/ by UK HealthCare
Recently, the American Heart Association published a striking statement concerning women who have undergone chemotherapy and/or radiation treatment for breast cancer. The statement indicated that these therapies can contribute to heart failure or other heart problems, even years after the conclusion of cancer treatment.
If you are being treated for breast cancer or even if you are a survivor, this is undoubtedly a scary thought.
There is good news, however: Not all cancer treatment therapies can cause heart problems, and there are ways to potentially minimize your risk.
Which cancer therapies can cause heart damage?

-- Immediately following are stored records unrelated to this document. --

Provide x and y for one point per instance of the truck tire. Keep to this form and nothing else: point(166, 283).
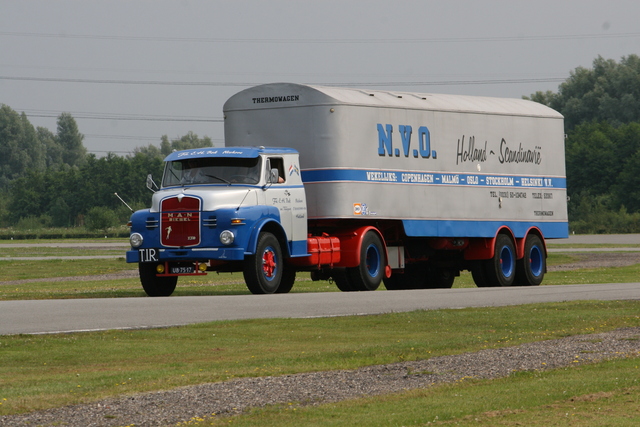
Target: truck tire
point(531, 268)
point(368, 275)
point(263, 270)
point(501, 269)
point(153, 285)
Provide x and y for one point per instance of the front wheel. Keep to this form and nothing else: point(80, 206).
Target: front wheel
point(263, 271)
point(153, 285)
point(368, 275)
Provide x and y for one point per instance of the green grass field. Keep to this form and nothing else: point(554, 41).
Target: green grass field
point(39, 372)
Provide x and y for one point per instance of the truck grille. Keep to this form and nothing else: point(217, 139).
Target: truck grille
point(180, 221)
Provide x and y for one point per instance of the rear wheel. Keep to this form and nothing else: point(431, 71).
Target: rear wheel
point(153, 285)
point(263, 271)
point(531, 268)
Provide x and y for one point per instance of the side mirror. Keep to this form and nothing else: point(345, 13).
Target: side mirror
point(151, 184)
point(273, 178)
point(267, 178)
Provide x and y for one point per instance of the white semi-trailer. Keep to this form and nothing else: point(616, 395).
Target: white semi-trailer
point(373, 186)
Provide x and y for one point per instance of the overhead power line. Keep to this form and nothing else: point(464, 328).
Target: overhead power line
point(323, 41)
point(249, 84)
point(126, 117)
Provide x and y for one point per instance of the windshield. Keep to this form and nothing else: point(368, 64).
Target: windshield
point(212, 170)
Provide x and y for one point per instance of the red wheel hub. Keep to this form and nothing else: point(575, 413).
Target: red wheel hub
point(268, 263)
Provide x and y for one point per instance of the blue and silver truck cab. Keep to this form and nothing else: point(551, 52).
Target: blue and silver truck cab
point(217, 208)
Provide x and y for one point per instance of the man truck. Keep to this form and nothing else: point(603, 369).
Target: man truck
point(360, 187)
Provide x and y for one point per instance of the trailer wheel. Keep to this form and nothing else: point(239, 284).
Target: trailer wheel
point(531, 268)
point(368, 275)
point(153, 285)
point(501, 269)
point(263, 271)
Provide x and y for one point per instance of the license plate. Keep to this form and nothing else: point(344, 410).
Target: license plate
point(182, 270)
point(148, 255)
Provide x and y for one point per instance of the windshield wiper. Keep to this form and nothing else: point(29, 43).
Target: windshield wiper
point(218, 178)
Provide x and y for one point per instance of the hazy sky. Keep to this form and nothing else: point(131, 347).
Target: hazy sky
point(131, 71)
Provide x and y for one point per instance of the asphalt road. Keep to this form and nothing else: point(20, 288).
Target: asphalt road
point(51, 316)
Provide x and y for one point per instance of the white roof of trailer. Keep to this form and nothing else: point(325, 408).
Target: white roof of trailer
point(280, 95)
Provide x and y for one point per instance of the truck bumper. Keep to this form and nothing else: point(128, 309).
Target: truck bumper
point(165, 254)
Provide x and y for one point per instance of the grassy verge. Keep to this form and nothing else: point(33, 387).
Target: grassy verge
point(39, 372)
point(603, 394)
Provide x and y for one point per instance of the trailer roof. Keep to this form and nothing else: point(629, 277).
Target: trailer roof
point(283, 95)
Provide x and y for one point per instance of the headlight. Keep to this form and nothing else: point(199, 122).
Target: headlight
point(226, 237)
point(136, 240)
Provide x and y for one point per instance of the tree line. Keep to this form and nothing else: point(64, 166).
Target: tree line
point(49, 179)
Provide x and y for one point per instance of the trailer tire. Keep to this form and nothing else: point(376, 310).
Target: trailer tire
point(153, 285)
point(263, 270)
point(501, 269)
point(368, 275)
point(531, 268)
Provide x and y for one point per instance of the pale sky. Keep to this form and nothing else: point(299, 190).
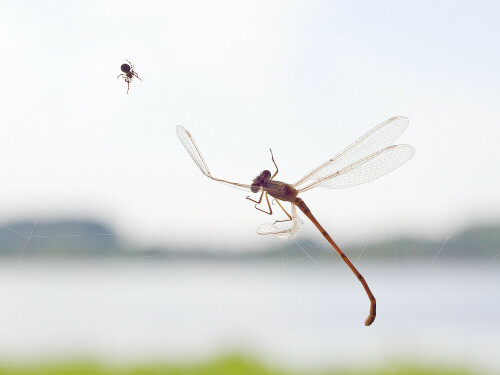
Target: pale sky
point(304, 78)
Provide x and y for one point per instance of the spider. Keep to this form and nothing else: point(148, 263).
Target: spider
point(128, 73)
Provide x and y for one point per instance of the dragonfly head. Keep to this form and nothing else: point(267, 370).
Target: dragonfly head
point(259, 180)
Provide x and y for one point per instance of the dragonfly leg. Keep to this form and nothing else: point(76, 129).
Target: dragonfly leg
point(260, 199)
point(287, 214)
point(268, 204)
point(272, 157)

Oncologists have long counseled patients about the risks associated with many life-saving cancer drugs. Two major classes of drugs linked to cardiac problems are anthracyclines and Herceptin (also known as trastuzumab). Their effects are very different.

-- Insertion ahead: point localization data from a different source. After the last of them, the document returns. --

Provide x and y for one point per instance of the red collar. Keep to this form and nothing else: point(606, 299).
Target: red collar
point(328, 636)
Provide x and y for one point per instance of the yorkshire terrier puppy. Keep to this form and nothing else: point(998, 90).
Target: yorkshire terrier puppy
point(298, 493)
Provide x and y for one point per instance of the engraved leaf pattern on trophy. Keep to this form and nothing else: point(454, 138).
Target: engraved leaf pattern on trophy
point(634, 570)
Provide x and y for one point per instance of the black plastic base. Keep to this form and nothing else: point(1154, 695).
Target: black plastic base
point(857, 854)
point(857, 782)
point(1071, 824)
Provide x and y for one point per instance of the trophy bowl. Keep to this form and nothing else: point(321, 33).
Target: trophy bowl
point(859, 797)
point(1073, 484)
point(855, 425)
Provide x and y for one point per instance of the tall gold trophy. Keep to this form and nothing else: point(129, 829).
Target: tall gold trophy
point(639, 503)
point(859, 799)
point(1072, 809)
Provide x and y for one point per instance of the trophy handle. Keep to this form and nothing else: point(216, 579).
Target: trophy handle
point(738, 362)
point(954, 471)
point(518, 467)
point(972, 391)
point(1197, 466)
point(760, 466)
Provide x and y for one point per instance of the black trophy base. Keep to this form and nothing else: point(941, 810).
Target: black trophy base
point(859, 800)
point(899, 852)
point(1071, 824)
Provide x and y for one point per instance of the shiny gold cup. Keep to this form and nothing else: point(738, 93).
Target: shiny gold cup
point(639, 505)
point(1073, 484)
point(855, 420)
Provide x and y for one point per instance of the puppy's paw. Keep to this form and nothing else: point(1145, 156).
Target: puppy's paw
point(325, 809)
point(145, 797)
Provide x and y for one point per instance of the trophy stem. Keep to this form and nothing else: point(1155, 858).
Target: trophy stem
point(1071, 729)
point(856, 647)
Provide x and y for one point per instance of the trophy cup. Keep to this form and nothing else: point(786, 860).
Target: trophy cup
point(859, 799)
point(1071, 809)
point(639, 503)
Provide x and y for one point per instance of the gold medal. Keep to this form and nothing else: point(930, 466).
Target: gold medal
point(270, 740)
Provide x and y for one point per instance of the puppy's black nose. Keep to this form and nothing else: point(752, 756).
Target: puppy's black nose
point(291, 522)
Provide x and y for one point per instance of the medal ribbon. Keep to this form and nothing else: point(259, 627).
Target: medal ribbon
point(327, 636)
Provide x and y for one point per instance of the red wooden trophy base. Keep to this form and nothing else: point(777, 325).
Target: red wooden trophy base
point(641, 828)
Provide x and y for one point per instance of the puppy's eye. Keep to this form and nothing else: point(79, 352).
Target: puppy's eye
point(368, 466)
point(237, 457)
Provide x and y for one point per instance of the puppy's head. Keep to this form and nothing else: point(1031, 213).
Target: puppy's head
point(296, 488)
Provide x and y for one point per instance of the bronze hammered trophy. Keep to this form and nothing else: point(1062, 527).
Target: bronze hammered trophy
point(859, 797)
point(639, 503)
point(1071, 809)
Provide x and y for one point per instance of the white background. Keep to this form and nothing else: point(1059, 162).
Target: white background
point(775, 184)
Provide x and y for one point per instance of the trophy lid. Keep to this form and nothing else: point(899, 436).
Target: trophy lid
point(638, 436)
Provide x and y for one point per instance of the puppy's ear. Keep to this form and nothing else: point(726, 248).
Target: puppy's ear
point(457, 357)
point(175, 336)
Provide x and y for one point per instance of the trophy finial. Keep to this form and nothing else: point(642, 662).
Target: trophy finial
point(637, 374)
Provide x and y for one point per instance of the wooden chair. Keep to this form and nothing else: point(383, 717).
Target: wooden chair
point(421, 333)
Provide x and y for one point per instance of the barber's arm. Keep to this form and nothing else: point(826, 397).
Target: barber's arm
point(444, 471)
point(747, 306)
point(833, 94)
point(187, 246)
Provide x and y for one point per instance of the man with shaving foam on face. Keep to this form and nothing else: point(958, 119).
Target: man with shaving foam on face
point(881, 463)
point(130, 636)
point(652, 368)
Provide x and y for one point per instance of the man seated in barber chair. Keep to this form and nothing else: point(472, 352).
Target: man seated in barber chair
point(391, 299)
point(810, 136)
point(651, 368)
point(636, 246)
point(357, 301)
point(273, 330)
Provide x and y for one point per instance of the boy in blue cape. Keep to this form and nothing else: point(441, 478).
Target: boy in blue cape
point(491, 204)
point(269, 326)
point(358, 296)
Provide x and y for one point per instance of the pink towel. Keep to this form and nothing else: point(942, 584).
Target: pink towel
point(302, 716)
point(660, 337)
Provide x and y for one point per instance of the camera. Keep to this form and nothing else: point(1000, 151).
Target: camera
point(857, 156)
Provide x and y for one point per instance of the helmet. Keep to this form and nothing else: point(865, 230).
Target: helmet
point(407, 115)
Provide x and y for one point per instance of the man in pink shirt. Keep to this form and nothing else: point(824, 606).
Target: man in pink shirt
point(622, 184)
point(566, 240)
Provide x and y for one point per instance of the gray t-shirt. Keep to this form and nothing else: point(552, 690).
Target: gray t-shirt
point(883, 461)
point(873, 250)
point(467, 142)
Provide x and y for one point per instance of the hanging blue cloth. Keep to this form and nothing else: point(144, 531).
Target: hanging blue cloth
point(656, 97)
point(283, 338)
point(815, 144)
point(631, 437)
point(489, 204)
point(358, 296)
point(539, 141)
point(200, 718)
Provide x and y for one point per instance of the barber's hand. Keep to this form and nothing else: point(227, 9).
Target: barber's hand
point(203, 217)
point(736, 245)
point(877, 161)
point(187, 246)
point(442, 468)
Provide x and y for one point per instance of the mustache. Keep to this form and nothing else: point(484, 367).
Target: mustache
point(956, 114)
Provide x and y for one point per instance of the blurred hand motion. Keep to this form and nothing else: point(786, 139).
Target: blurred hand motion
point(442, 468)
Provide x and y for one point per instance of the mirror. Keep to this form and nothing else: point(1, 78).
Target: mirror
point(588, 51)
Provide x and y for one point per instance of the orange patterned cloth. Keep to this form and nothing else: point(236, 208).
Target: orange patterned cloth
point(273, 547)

Anthracyclines, including drugs like doxorubicin, can cause profound and long-lasting effects on cardiac muscles. These effects, however, are dose-dependent, and oncologists monitor the doses very carefully.
Herceptin typically causes milder cardiac damage, which is mostly reversible.

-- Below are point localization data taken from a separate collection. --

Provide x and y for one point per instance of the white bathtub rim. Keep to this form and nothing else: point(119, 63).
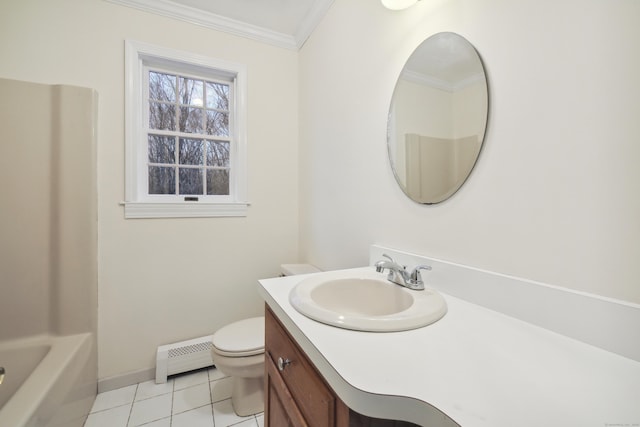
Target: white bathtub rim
point(36, 397)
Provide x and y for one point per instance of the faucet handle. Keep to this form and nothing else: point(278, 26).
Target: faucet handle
point(416, 278)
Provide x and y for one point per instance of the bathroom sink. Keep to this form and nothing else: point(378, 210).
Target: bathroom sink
point(365, 301)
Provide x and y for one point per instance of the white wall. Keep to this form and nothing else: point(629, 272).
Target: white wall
point(166, 280)
point(555, 194)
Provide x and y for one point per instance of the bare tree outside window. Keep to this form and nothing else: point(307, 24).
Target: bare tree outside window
point(189, 135)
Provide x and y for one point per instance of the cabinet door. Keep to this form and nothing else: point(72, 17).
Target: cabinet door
point(280, 408)
point(313, 398)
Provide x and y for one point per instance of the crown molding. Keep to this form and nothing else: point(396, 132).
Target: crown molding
point(221, 23)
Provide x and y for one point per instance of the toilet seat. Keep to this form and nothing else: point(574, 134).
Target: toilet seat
point(240, 339)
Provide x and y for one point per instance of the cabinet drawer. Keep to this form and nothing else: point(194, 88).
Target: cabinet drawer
point(310, 393)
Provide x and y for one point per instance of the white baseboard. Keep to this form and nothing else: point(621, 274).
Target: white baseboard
point(124, 380)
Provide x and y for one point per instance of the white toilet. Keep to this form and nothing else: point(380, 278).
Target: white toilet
point(238, 351)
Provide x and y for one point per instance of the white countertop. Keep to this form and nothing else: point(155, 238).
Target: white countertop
point(479, 367)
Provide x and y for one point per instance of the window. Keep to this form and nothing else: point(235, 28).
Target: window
point(185, 141)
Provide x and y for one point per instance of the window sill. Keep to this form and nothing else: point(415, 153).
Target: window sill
point(184, 210)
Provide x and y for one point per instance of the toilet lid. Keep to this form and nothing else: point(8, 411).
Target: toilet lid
point(242, 338)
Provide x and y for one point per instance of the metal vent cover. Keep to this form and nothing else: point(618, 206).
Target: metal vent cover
point(183, 356)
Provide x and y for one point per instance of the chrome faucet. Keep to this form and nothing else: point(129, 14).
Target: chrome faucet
point(398, 273)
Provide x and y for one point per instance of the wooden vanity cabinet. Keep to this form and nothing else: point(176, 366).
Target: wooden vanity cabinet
point(296, 394)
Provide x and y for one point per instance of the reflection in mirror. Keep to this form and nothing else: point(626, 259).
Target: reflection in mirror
point(437, 118)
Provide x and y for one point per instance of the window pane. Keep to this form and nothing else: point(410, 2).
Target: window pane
point(162, 149)
point(218, 153)
point(162, 116)
point(217, 123)
point(218, 182)
point(191, 91)
point(191, 151)
point(191, 120)
point(217, 96)
point(162, 180)
point(162, 87)
point(190, 181)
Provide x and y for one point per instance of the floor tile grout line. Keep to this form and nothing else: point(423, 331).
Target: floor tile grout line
point(131, 408)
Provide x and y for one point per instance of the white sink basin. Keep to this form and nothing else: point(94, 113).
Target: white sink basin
point(365, 301)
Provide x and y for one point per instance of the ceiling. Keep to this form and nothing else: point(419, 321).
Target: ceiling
point(284, 23)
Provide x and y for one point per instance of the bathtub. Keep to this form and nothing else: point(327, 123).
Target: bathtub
point(44, 380)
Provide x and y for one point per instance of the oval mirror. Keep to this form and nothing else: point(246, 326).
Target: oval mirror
point(437, 118)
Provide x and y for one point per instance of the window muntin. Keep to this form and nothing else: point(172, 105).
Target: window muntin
point(189, 134)
point(186, 134)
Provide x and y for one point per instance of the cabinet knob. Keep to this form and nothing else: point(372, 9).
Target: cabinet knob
point(283, 363)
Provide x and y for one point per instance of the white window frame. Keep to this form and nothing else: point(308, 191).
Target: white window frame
point(138, 203)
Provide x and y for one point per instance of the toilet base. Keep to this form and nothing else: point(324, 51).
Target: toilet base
point(247, 396)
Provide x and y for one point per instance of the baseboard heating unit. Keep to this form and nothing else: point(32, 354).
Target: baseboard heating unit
point(183, 356)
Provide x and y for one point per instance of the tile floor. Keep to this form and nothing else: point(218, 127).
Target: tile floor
point(197, 399)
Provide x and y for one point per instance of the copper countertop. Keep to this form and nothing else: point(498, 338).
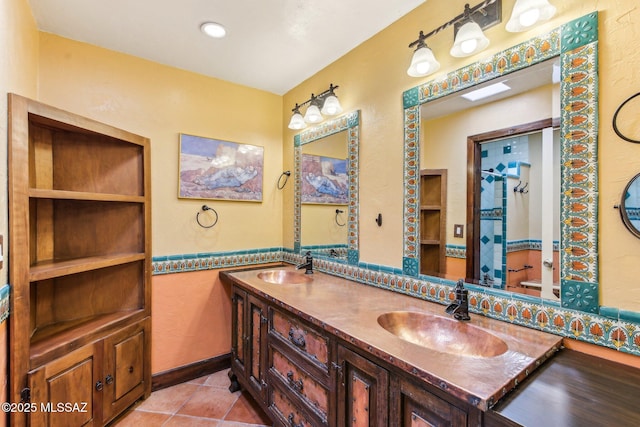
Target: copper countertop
point(350, 311)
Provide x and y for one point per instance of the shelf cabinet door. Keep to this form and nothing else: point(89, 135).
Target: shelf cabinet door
point(362, 391)
point(125, 379)
point(64, 391)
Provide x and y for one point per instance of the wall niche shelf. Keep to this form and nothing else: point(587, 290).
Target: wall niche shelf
point(80, 264)
point(433, 218)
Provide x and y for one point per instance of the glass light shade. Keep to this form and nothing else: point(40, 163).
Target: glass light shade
point(331, 106)
point(313, 114)
point(527, 13)
point(469, 40)
point(423, 63)
point(297, 122)
point(213, 29)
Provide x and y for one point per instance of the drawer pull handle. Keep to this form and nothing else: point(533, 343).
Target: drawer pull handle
point(298, 341)
point(296, 385)
point(293, 423)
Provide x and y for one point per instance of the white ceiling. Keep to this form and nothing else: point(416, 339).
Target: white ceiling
point(272, 45)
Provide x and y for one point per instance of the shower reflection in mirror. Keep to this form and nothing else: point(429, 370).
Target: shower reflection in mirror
point(519, 212)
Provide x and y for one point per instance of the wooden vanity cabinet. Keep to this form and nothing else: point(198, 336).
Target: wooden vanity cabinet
point(363, 391)
point(413, 406)
point(249, 337)
point(300, 371)
point(80, 265)
point(314, 378)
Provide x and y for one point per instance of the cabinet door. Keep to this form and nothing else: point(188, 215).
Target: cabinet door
point(238, 335)
point(63, 392)
point(363, 391)
point(413, 406)
point(257, 345)
point(124, 369)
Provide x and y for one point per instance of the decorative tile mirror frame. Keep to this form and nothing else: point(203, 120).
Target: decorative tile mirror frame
point(351, 123)
point(577, 45)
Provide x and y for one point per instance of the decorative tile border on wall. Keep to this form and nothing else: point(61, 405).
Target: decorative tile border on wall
point(613, 328)
point(4, 303)
point(213, 260)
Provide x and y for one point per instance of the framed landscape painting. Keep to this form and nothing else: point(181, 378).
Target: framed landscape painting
point(324, 180)
point(216, 169)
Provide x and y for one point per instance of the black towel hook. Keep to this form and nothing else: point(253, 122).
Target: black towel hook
point(204, 209)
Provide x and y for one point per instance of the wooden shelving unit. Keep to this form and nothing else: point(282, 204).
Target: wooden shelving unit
point(433, 215)
point(80, 264)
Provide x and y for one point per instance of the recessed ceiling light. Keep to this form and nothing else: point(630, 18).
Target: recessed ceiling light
point(486, 91)
point(213, 29)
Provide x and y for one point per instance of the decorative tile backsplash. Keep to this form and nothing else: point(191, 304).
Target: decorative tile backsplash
point(613, 328)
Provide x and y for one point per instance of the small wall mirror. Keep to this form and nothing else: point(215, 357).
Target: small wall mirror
point(326, 189)
point(630, 206)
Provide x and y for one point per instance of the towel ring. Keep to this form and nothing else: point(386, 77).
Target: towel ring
point(286, 175)
point(615, 121)
point(204, 209)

Additionally, radiation can cause arteries to narrow or develop blockages, which can lead to heart failure.
How can I minimize the risk to my heart?
Because of these side effects of cancer drugs, you probably had to have an echocardiogram – an ultrasound examination of the heart – to make sure your heart is healthy and can withstand the treatment.
Sometimes physicians may recommend altering therapy to avoid the possibility of heart damage. For example, instead of giving certain chemotherapies in one large dose, they may be less risky if given more slowly. And common cardiac medications like beta blockers may be able to reduce or prevent damage to the heart.
What should I do if I’ve had these treatments in the past?
The most important thing is to be aware of your risk for heart problems and to pay attention to your body. Fatigue, heart palpitations, shortness of breath and swelling are just a few symptoms of heart failure that are often overlooked.
Also, be sure you know the specific drugs you took for breast cancer. If you’re seeing a new doctor or coming into the emergency department, make sure your provider knows about your history with breast cancer treatment.
How can I reduce my risk of heart disease following breast cancer treatment?
Living a healthy lifestyle – managing your weight, eating well, exercising, and keeping an eye on your blood pressure and cholesterol – can help reduce your chances of developing heart problems.
Major research is currently underway regarding this particular problem. We hope that we can soon find ways to lessen or eliminate these potential risks to the heart from breast cancer therapies.